The Veils capturou minha atenção com apenas uma música. Assistia ao filme Instinto Secreto (Mr. Brooks) quando a música “Vicious Traditions” começou a tocar. A atmosfera dessa música me envolveu completamente, fiquei impressionado. Depois desse impacto, quis saber mais sobre a banda e o seu trabalho.

O grupo, consolidado em Londres no início dos anos 2000, lançou o primeiro trabalho em 2004, com o título The Runaway Found. Dois anos depois, aparecem com o segundo CD, Nux Vomica. Após o fim da turnê de divulgação, o tecladista anunciou sua saída da banda. Mesmo assim, continuaram o trabalho e se reuniram para gravar algo novo. Em abril deste ano, lançaram o terceiro álbum, Sun Gangs. Os três trabalhos apresentam um alto nível de qualidade musical e merecem atenção.

Liderando a banda está o cantor/compositor Finn Andrews, sempre estiloso e dono de uma fantástica voz. Sua figura elegante chega a transmitir um ar poético-emotivo naturalmente. Uma curiosidade: oito das dez músicas do álbum The Runaway Found foram escritas entre seus 14 e 16 anos de idade.


21 de agosto de 2009

Desvanecer

O mundo gira
O tempo segue
E o que eu gostaria que durasse
Desvanece

Sua silhueta na porta
O sorriso no banco de trás
Seus olhos sob o luar

Eu costumava amar
Eu costumava amar

Mas o mundo gira
E o que eu gostaria que durasse
Desvanece

23 de julho de 2009

Amizade do sertão


Há tempos acumulava a vontade de ver Cinema, Aspirina e Urubus. Este mês, finalmente, consegui me acomodar no sofá e assistir. Com direção de Marcelo Gomes, Cinema, Aspirina e Urubus mostra a construção de uma amizade entre um homem típico do sertão e um alemão que começa a vender aspirinas. Um road movie discreto e admirável.

O ano é 1942. Johann (Peter Ketnath) fugiu da 2ª Guerra e vende aspirinas pelo Brasil, sempre na companhia de seu caminhão e suas bugigangas. A história se desenvolve durante sua passagem pelo Nordeste. Entre uma carona e outra, o alemão conhece Ranulpho (João Miguel), “caboco” simples, que nunca saiu do sertão. O que parecia apenas uma carona transforma-se, aos poucos, em uma bonita amizade.

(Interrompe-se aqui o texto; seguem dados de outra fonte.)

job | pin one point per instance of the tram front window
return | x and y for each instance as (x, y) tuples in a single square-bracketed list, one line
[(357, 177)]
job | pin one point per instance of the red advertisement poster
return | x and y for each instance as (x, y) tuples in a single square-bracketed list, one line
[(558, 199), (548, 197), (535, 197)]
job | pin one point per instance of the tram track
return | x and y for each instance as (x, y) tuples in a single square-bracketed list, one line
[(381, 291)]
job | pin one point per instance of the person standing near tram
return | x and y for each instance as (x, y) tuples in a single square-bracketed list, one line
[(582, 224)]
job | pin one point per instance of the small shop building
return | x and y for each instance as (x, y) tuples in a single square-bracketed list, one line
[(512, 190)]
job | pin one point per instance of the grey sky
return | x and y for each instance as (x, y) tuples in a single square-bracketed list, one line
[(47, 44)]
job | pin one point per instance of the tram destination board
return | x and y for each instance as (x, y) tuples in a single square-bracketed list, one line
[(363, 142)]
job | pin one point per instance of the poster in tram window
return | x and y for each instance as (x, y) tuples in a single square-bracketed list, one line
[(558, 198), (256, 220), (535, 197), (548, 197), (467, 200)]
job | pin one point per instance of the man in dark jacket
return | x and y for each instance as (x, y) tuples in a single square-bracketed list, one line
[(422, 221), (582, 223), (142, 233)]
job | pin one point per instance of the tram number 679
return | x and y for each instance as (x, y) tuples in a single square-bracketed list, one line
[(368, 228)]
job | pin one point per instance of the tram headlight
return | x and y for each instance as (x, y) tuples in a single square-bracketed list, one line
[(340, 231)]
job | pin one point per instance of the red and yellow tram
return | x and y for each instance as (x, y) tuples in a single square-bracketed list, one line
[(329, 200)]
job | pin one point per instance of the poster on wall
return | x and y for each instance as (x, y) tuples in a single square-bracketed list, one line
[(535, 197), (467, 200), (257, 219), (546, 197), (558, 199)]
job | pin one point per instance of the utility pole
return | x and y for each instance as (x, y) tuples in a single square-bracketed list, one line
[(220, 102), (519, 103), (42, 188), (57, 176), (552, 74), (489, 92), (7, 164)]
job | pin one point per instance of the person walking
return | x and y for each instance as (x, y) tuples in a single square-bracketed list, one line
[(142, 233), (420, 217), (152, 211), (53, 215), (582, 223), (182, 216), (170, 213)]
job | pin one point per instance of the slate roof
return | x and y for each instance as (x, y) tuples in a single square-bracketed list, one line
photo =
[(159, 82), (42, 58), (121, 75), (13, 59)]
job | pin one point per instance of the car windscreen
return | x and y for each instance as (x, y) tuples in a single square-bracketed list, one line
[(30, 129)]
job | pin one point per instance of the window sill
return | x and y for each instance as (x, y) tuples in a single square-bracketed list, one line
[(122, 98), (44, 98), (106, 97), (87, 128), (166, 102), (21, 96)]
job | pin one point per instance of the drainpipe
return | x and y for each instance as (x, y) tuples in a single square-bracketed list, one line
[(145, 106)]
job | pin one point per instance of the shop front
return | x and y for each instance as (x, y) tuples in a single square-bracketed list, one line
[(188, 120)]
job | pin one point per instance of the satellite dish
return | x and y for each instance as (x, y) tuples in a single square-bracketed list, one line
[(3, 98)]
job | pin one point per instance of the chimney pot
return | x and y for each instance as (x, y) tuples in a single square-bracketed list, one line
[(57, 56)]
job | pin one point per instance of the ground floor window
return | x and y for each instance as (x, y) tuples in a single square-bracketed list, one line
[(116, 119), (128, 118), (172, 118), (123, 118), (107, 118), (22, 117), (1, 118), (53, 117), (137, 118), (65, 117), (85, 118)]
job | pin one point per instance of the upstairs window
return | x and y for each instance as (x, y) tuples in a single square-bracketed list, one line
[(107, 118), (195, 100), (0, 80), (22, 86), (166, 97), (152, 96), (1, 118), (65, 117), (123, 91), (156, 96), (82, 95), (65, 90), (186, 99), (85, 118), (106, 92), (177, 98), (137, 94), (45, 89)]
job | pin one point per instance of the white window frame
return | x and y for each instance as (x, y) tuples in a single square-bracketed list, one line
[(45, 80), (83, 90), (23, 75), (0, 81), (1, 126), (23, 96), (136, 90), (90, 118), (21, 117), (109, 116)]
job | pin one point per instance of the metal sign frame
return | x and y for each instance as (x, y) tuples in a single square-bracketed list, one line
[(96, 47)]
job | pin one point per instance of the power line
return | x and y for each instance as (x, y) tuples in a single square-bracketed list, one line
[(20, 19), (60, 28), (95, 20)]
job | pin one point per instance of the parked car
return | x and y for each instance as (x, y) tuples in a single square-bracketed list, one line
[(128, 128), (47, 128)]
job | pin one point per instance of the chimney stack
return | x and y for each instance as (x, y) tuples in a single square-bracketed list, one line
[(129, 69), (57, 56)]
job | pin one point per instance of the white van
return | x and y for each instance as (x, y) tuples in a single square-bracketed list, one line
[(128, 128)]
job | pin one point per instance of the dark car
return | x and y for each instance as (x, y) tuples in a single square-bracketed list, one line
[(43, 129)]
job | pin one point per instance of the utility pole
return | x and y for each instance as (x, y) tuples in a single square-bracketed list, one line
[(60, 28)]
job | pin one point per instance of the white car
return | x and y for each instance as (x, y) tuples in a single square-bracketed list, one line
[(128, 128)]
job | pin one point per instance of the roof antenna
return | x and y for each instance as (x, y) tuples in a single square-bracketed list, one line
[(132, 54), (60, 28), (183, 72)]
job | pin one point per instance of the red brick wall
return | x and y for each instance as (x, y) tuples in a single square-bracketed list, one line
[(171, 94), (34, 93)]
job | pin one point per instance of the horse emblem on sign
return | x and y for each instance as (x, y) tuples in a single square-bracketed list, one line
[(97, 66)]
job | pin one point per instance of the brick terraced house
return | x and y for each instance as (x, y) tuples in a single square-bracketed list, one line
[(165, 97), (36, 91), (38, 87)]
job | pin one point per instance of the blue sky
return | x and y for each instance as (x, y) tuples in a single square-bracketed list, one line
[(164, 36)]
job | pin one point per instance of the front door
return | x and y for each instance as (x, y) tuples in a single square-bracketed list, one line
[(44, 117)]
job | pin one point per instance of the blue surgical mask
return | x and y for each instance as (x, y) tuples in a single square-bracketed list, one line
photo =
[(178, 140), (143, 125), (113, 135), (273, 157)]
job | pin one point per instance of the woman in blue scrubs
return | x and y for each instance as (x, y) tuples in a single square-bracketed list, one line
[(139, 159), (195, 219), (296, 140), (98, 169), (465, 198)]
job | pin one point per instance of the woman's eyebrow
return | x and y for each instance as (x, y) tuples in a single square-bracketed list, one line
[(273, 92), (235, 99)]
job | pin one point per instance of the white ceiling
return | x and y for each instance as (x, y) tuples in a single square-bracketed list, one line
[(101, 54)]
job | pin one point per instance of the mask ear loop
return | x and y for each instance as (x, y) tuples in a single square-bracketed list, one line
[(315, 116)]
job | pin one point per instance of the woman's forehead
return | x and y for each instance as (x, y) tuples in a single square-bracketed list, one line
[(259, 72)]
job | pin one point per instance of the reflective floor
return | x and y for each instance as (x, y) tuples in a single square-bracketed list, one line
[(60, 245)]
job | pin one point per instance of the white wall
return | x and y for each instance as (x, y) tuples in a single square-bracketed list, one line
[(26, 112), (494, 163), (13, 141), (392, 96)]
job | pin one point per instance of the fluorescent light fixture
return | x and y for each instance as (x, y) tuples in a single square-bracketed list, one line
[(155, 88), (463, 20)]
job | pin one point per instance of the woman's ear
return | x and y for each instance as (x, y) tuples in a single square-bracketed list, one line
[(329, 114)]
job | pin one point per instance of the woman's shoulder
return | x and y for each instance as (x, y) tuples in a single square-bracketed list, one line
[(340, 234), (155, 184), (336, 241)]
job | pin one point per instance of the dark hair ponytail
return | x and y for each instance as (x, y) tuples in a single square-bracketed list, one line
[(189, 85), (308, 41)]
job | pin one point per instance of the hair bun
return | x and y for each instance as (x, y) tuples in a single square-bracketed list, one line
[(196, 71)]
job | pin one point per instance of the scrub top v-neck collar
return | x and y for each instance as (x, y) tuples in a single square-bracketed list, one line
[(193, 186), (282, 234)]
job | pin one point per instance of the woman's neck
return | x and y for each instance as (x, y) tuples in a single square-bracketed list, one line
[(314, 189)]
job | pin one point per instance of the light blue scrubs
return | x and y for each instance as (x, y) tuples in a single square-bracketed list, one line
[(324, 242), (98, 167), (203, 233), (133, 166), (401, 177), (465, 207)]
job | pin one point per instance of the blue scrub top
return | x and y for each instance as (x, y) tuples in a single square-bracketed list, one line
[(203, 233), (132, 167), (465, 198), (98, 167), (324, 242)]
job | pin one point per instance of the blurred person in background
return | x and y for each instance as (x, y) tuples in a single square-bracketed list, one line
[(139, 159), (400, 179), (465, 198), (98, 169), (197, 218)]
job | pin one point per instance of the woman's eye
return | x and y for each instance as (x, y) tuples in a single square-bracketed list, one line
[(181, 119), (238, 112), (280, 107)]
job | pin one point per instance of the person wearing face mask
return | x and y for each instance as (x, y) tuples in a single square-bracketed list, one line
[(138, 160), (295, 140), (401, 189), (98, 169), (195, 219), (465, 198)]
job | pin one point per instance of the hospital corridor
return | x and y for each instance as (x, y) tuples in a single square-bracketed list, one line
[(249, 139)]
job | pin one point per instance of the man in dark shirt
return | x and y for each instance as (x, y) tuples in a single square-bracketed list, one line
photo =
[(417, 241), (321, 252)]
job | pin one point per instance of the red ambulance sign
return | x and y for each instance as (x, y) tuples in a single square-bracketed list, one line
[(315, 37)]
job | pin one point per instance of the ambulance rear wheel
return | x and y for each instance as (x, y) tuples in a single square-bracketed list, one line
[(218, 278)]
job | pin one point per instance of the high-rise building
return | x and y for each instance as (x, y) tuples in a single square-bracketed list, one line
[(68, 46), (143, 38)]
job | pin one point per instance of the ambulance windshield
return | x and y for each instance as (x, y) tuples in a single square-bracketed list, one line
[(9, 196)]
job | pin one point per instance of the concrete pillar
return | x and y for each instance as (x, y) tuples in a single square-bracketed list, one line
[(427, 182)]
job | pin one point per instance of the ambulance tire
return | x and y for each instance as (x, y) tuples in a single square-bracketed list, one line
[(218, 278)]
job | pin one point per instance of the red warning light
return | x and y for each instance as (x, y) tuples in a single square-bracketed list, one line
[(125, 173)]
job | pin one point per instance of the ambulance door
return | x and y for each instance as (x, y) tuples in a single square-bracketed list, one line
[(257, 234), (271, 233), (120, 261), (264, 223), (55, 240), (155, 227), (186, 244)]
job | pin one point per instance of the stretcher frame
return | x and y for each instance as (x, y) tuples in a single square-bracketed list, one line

A produção do filme é impressionante. Figurinos apropriados, músicas e vinhetas de rádio da época, notícias sobre a guerra, a publicidade da própria Aspirina... Até os postes de luz foram retirados durante as gravações na Paraíba. Os diálogos e o estilo de filmagem se destacam pela naturalidade e pelo significado, influenciando o espectador a entrar na história.
Em resumo, o que vi foi muita coisa boa. Marcelo Gomes entrou para o mundo do cinema pela porta da frente e com toda a simplicidade do mundo.